Yesterday (Nov. 2nd 2011) on RTE Radio 1, Pat Kenny interrupted his morning radio programme to bring us “breaking news”. The news was that SF had left the Dáil until the afternoon in protest at the lack of parliamentary debate on the payment of hundreds of millions of Euro to bondholders at the now defunct Anglo Irish Bank. The SF finance spokesperson, Pearse Doherty, was brought on air to protest that there was little on no debate on handing over so much money when there was no moral or legal obligation to pay.
So far, so true! Indeed it is so true that there couldn’t possibly be a debate in any conventional sense of the word because absolutely no one is arguing that there is a moral or legal obligation to pay. On this point An Taoiseach, An Tánaiste, Fine Gael, The Labour Party and Sinn Fein are in agreement. However, on radio Pearse Doherty was allowed to pretend that there was disagreement on this. Indeed he said that the Taoiseach had been forced to admit that this was the case, whereas the Taoiseach couldn’t possibly have said otherwise.
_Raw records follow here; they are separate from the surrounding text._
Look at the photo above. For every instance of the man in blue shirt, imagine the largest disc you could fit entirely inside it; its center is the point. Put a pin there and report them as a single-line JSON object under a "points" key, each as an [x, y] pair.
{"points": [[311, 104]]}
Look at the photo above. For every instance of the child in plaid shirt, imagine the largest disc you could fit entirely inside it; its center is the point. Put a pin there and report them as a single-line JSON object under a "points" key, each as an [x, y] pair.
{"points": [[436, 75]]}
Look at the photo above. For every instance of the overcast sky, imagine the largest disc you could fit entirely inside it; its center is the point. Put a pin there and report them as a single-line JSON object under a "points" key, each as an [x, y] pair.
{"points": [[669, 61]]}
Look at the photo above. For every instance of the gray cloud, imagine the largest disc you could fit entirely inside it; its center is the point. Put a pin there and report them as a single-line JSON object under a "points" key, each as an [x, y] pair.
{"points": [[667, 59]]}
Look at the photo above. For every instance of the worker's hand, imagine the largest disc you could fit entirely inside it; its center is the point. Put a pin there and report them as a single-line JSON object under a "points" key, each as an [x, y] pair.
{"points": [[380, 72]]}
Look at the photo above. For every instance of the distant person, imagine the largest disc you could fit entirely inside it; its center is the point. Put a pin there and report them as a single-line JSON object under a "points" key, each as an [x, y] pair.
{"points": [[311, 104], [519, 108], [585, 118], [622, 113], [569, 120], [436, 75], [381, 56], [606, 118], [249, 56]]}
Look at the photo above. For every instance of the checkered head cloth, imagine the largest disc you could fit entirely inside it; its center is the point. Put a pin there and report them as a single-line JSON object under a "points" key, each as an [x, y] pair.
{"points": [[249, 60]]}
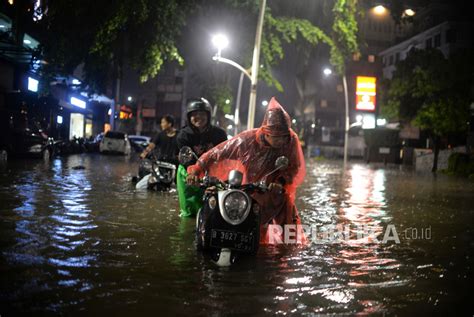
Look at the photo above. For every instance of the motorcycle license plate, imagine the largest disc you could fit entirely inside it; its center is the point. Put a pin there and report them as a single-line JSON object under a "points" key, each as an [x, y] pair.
{"points": [[232, 240]]}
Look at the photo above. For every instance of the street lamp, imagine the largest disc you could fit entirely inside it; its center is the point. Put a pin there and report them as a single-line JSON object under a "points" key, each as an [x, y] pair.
{"points": [[327, 72], [220, 42]]}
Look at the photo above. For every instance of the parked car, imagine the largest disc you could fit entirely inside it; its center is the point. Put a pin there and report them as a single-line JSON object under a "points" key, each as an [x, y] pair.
{"points": [[21, 137], [139, 142], [93, 144], [115, 142]]}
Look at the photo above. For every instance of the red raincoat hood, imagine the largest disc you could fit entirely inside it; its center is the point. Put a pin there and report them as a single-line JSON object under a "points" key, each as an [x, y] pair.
{"points": [[276, 121]]}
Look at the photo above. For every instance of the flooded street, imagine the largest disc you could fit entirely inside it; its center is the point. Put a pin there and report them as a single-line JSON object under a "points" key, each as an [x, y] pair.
{"points": [[76, 237]]}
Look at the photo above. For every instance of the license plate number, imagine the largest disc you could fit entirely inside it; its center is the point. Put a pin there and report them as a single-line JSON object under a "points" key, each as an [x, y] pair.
{"points": [[232, 240]]}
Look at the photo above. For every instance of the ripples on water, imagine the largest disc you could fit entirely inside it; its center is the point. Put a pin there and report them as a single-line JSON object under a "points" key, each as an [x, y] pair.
{"points": [[83, 239]]}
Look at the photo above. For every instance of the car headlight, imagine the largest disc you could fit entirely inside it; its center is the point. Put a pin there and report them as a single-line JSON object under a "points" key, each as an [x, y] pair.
{"points": [[236, 209]]}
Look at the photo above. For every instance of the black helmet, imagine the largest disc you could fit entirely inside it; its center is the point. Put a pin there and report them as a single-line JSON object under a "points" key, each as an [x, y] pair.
{"points": [[200, 104]]}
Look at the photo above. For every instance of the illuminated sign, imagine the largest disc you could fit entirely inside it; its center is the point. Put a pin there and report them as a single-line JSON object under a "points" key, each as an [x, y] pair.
{"points": [[78, 102], [365, 93], [32, 84]]}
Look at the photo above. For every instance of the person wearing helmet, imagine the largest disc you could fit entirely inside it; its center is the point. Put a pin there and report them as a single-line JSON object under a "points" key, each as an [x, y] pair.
{"points": [[254, 152], [200, 136]]}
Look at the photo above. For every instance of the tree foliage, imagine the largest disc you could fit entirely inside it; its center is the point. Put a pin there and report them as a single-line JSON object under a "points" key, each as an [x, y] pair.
{"points": [[103, 35], [145, 33], [430, 91]]}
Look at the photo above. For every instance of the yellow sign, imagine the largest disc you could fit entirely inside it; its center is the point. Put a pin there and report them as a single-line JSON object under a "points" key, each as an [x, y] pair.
{"points": [[365, 93]]}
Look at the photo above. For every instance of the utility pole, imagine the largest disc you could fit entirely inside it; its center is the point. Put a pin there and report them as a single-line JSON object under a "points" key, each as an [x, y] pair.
{"points": [[255, 66]]}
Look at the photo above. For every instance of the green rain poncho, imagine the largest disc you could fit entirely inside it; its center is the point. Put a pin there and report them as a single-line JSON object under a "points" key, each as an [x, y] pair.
{"points": [[191, 201]]}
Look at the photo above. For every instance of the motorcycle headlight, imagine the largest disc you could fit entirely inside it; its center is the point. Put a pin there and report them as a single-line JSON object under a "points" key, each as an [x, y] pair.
{"points": [[236, 207]]}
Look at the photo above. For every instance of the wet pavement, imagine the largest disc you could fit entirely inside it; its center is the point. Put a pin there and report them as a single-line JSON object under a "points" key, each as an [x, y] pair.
{"points": [[75, 236]]}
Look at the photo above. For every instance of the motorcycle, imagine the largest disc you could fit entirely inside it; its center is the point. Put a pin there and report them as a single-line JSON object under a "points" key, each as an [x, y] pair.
{"points": [[155, 174], [228, 224]]}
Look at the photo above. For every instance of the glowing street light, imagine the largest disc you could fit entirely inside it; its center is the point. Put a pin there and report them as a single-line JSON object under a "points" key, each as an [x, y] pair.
{"points": [[220, 41], [380, 10], [409, 12]]}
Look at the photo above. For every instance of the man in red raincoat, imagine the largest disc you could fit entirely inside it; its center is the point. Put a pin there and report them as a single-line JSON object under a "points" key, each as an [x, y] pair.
{"points": [[254, 152]]}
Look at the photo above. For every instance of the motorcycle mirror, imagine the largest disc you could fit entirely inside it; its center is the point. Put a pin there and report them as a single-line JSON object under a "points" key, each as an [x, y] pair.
{"points": [[281, 162], [186, 155]]}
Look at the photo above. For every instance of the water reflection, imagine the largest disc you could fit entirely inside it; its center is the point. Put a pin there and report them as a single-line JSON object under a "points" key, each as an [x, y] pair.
{"points": [[76, 235]]}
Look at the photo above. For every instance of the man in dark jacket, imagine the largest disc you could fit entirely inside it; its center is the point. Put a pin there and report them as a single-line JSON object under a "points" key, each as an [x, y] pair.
{"points": [[164, 143], [200, 136]]}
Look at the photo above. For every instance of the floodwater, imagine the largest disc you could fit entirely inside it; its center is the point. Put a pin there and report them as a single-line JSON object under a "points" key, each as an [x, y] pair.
{"points": [[76, 237]]}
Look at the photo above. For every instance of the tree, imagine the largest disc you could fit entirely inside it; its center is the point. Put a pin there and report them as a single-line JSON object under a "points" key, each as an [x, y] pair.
{"points": [[104, 35], [432, 93], [146, 33]]}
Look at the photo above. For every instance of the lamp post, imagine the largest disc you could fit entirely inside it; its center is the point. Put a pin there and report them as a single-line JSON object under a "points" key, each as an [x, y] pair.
{"points": [[255, 66], [220, 42], [327, 72]]}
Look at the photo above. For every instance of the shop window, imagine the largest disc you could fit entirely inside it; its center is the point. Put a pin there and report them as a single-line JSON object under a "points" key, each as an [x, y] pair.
{"points": [[451, 36]]}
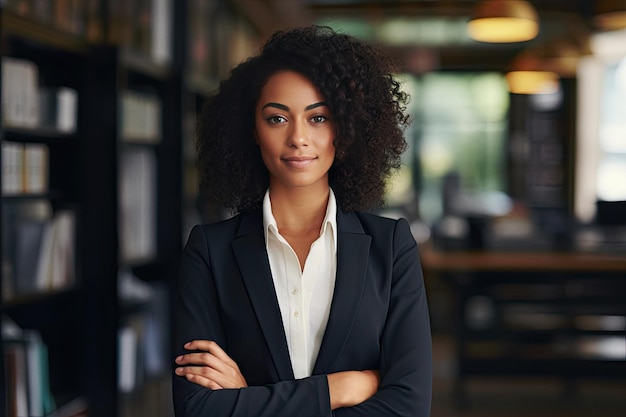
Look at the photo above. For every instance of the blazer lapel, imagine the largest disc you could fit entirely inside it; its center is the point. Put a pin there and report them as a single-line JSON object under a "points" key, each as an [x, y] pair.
{"points": [[352, 257], [251, 255]]}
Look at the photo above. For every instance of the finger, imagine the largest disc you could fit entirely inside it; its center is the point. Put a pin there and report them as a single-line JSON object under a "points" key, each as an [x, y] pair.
{"points": [[202, 381], [211, 347]]}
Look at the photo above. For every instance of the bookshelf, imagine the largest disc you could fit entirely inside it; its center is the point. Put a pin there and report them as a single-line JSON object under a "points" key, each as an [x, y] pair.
{"points": [[111, 169], [105, 156]]}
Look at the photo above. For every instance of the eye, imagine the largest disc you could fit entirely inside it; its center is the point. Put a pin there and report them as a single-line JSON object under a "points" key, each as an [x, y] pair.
{"points": [[276, 119]]}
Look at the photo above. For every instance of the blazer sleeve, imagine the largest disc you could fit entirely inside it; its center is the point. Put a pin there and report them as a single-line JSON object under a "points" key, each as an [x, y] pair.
{"points": [[406, 345], [197, 316]]}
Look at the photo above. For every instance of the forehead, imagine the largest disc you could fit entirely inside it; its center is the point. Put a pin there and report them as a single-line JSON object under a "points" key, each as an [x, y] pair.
{"points": [[289, 85]]}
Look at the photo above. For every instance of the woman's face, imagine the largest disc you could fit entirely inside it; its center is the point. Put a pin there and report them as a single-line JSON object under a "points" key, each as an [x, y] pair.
{"points": [[295, 131]]}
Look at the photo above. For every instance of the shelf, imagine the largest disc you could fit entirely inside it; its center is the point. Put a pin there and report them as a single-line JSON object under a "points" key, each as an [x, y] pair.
{"points": [[144, 65], [45, 297], [13, 25], [19, 134]]}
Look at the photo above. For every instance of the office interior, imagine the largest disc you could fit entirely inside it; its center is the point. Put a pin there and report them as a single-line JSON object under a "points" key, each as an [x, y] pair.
{"points": [[515, 194]]}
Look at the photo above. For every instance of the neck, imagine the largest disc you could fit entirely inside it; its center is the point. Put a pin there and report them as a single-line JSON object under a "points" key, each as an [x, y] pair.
{"points": [[299, 210]]}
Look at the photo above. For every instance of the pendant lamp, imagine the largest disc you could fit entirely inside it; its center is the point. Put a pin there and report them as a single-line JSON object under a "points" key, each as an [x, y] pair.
{"points": [[610, 14], [530, 75], [503, 21]]}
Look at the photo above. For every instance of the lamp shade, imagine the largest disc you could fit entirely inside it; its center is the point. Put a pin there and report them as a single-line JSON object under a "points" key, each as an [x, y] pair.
{"points": [[530, 75], [610, 14], [503, 21]]}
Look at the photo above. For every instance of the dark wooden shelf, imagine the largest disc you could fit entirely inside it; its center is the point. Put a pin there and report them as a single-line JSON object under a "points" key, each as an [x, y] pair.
{"points": [[14, 25]]}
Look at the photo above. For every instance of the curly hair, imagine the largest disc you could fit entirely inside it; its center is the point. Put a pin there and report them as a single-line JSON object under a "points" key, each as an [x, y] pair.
{"points": [[367, 104]]}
Where there is disagreement is over the likely consequences of refusing to pay. SF of course is well aware of this but the last thing they want to do is engage in the real controversy because that turns on debating and considering risks. You see, the European Central Bank want Ireland to pay up. One response might be, “How dare they?” Well, the difficulty is that they keep Ireland supplied with the money to pay welfare recipients and public service workers. Because of this the government and many others feel it is prudent to pay up. In short, though there is no obligation to pay, Ireland is forced to pay. Should Ireland refuse to pay in full or in part, it is possible but unlikely that there will be no negative consequences. However, it is also possible that the money to keep Irish society going would be stopped. Essentially the difference between the government and SF is that the former don’t want to risk the livelihoods of many Irish people, while the latter want to run that risk.
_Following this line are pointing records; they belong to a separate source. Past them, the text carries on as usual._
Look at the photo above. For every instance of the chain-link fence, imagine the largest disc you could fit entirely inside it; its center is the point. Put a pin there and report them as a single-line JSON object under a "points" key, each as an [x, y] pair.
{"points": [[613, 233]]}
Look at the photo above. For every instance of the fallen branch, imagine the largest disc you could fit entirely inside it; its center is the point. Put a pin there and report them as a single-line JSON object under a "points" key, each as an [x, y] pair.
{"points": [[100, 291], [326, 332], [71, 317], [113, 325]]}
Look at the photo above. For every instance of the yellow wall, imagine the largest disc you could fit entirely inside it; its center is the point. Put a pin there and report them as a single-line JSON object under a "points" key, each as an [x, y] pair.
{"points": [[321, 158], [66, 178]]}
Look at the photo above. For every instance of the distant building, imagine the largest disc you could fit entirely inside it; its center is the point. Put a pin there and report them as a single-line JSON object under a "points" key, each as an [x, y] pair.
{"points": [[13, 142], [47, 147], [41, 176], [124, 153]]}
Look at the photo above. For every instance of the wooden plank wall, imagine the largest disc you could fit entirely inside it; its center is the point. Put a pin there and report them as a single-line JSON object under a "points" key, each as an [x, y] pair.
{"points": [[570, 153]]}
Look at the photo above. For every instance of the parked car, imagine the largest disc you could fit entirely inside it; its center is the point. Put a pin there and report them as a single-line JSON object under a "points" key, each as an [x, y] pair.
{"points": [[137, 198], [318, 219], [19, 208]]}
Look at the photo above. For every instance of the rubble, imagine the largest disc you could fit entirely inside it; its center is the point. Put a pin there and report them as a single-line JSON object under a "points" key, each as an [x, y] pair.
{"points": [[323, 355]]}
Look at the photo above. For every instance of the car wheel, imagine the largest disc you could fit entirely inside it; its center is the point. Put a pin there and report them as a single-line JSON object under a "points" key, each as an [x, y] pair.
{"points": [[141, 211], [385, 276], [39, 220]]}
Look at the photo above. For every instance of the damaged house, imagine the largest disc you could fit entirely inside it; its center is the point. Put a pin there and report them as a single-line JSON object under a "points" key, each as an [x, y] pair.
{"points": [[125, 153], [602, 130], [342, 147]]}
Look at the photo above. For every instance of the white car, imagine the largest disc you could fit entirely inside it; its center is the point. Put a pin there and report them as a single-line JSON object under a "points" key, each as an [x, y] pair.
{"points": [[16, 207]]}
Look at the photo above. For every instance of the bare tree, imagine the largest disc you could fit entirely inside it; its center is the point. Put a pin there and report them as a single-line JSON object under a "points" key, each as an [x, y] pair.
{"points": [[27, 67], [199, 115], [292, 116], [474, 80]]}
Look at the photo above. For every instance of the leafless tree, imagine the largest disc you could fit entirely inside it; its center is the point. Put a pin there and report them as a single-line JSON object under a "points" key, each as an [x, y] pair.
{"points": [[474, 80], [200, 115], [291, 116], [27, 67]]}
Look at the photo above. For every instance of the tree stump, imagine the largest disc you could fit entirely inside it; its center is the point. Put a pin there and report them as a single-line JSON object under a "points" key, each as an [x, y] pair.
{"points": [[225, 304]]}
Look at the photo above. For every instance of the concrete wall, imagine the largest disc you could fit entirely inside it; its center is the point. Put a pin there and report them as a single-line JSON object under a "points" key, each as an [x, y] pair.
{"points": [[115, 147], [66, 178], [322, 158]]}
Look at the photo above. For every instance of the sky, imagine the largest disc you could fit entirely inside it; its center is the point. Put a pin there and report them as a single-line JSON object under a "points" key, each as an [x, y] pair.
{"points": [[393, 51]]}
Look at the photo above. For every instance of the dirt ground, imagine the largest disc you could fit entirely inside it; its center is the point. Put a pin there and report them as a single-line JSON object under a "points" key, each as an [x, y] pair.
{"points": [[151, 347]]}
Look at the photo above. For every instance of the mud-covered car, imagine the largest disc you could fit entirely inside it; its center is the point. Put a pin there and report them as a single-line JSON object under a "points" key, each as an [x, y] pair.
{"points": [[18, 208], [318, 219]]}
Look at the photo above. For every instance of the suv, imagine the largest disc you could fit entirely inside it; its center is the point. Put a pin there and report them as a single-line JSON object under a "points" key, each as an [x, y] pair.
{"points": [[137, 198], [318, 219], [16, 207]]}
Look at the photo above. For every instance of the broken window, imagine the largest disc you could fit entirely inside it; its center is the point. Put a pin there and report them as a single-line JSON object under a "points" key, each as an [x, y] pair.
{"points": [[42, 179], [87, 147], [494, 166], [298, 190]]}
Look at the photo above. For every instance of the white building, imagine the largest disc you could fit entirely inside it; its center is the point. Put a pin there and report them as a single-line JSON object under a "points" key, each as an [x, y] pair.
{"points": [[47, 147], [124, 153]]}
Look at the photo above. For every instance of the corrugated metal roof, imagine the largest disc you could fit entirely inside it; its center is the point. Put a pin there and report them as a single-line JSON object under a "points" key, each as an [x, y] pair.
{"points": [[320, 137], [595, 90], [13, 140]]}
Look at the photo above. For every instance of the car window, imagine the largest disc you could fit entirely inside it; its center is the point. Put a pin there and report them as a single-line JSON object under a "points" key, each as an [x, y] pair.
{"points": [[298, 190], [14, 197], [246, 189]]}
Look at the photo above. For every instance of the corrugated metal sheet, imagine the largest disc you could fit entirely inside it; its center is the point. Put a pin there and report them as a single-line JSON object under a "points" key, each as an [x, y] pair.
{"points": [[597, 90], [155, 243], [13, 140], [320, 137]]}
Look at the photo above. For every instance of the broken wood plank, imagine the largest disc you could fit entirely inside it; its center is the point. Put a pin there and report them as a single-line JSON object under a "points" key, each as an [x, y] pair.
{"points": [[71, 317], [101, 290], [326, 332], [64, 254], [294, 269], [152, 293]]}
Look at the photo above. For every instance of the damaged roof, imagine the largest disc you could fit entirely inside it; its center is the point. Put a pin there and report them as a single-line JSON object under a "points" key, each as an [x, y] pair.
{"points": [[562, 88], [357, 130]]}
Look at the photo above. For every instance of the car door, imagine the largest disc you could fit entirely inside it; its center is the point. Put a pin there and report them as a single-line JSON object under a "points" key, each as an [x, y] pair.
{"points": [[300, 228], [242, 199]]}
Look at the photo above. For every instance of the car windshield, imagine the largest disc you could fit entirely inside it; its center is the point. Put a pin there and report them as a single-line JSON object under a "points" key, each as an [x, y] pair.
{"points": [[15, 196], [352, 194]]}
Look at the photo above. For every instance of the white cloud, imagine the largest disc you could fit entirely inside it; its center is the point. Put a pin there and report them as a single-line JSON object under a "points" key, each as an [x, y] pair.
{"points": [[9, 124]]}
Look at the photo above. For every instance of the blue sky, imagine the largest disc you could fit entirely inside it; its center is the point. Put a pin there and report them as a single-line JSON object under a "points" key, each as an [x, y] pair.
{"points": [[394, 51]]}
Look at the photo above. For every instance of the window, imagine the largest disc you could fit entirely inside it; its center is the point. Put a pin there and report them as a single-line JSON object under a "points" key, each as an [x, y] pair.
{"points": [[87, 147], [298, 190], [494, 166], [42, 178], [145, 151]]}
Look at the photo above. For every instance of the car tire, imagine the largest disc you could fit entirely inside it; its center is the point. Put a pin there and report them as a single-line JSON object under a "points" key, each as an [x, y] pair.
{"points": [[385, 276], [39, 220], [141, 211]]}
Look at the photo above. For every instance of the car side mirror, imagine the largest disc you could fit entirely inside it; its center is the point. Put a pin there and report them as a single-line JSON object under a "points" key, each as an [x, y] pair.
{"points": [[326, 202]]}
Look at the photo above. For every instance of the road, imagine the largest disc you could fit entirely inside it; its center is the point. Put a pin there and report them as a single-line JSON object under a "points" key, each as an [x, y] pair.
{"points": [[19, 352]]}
This difference certainly does need to be debated. A public service broadcaster has an obligation to bring public controversy to the citizens. In this case a newsworthy event – a dramatic parliamentary walkout – was covered at the expense of an obligation to inform citizens. Sure, they were informed of the walkout but from then on they were subjected to lies and not the slightest attempt was made to call attention to the real – the only – debate.